THE ISOLATION JOURNALS - DAY 13 - LIFETIME OF YES
Today’s prompt:
I invite you to reflect on a new beginning that was meaningful for you. You might think about a literal beginning: new job, relationship, state of being (pre-child to parent, singledom to marriage). You might think about a new conviction, habit, or a crucial choice you made: when you decided to stop apologizing all the time, that summer you actually started meditating, or the day you stopped drinking. Tell the story of your new beginning. What did it make room for? Why was it important? How did your new beginning lead you to where you are today?
Lifetime of Yes
There used to be this Maybelline mascara commercial back in the 1980s. It featured two attractive young models – I believe they were supposed to be sisters – who proclaimed that they were “opposites, right down to our lashes.” (Cue: bold, smoky eye vs. tasteful, natural eye.)
The Maybelline sisters had centuries of literary role models to draw from. Elinor and Marianne (Sense and Sensibility). Meg and Jo (Little Women). Stella and Blanche (Streetcar Named Desire). Mary and Laura (the Little House books). The practical older sister living quietly (and somewhat judgmentally) in the shadow of her impetuous and much more fun younger sister.
And so it was in my family. I was the older, studious sister; the corporate lawyer and mother of two. She was the younger, glamorous sister; the New York City fashion editor with the Carrie Bradshaw bachelorette lifestyle.
“I’m going to Paris Fashion Week,” she informed me from her sleek Nokia cellphone. “They’re putting me up at the Four Seasons George V. Come join me. You can stay in my suite. All you need to do is pay for airfare.”
“Thanks, hon,” I said, jostling the fussy infant in my arms while packing the next day’s Ziplock of Cheerios for my preschooler. “But I’ve only got two weeks of vacation left at work, and I need to save those up for visiting my in-laws at Christmas.”
Years passed.
“I’m going to Milan,” she typed on her space-age Blackberry. “They’re giving me my own car and driver. Come join me. You can eat your weight in incredible pasta. All you need to do is pay for airfare.”
“Thanks, hon,” I said, wiping down the kitchen table after dinner while checking my kindergartener’s math homework for mistakes. “But I’ve got a hearing coming up in one of my cases, and I really can’t afford to let my clients down.”
Years passed.
“OK,” she said on my voicemail, “I already know what your answer is, but what the hell. I’m going to the shoe show in Las Vegas. Less than an hour flight from San Francisco. I’m staying at The Wynn, a new hotel right on the Strip. We’ll see a show. Go shopping. Get a massage. Think about it.”
My husband and kids were asleep. I looked at myself in the mirror. I was still bald from having just completed four months of chemotherapy. The color in my cheeks was starting to come back.

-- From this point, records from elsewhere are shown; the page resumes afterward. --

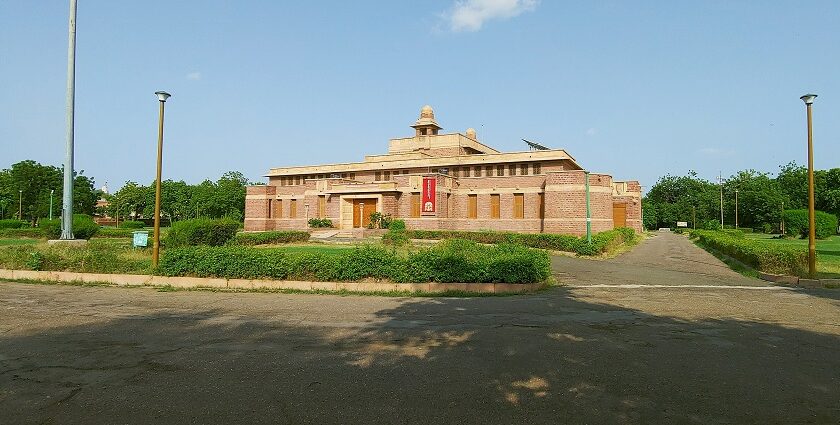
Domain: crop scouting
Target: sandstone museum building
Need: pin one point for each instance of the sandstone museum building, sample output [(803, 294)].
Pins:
[(447, 181)]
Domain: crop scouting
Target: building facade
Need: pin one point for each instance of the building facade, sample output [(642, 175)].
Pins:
[(448, 182)]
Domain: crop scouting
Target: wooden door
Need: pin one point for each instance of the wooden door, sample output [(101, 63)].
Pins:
[(362, 209), (370, 208), (619, 215), (518, 205)]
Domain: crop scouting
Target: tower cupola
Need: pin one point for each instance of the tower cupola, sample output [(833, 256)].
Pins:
[(426, 124)]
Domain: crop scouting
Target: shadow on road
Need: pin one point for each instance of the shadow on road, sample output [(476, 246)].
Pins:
[(546, 359)]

The scars on my chest had finally finished healing.
Sure,” I wrote back. “I’ll meet you in Vegas.”
I don’t know who was more surprised – me or my sister – when we saw one another in The Wynn’s tropical garden lobby. But I do know we had so much fun that week-end that I signed up to meet her the following fall for Paris Fashion Week.
Imagine the most perfect week in Paris. Visiting the Louvre – check. Enjoying dinner at Le Grand Colbert (the bistro from Something’s Gotta Give) – check. Sitting second row center at the Valentino show across from Kanye West – check. Having your photo taken by the legendary New York Times photographer Bill Cunningham – check.
None of these things would have happened if I hadn’t said yes. And I wouldn’t have said yes if I hadn’t just come off the absolutely worst year of my life.
Shonda Rhimes, the brilliant creator of Grey’s Anatomy, Scandal, and How to Get Away with Murder, had a best-selling book a couple years ago called Year of Yes. I’ve read the book, and it’s awesome. But honestly, I think Shonda’s sold us all short.
A year of yes? Sure, that’s a good start.
But a lifetime of yes? That’s what it’s all about.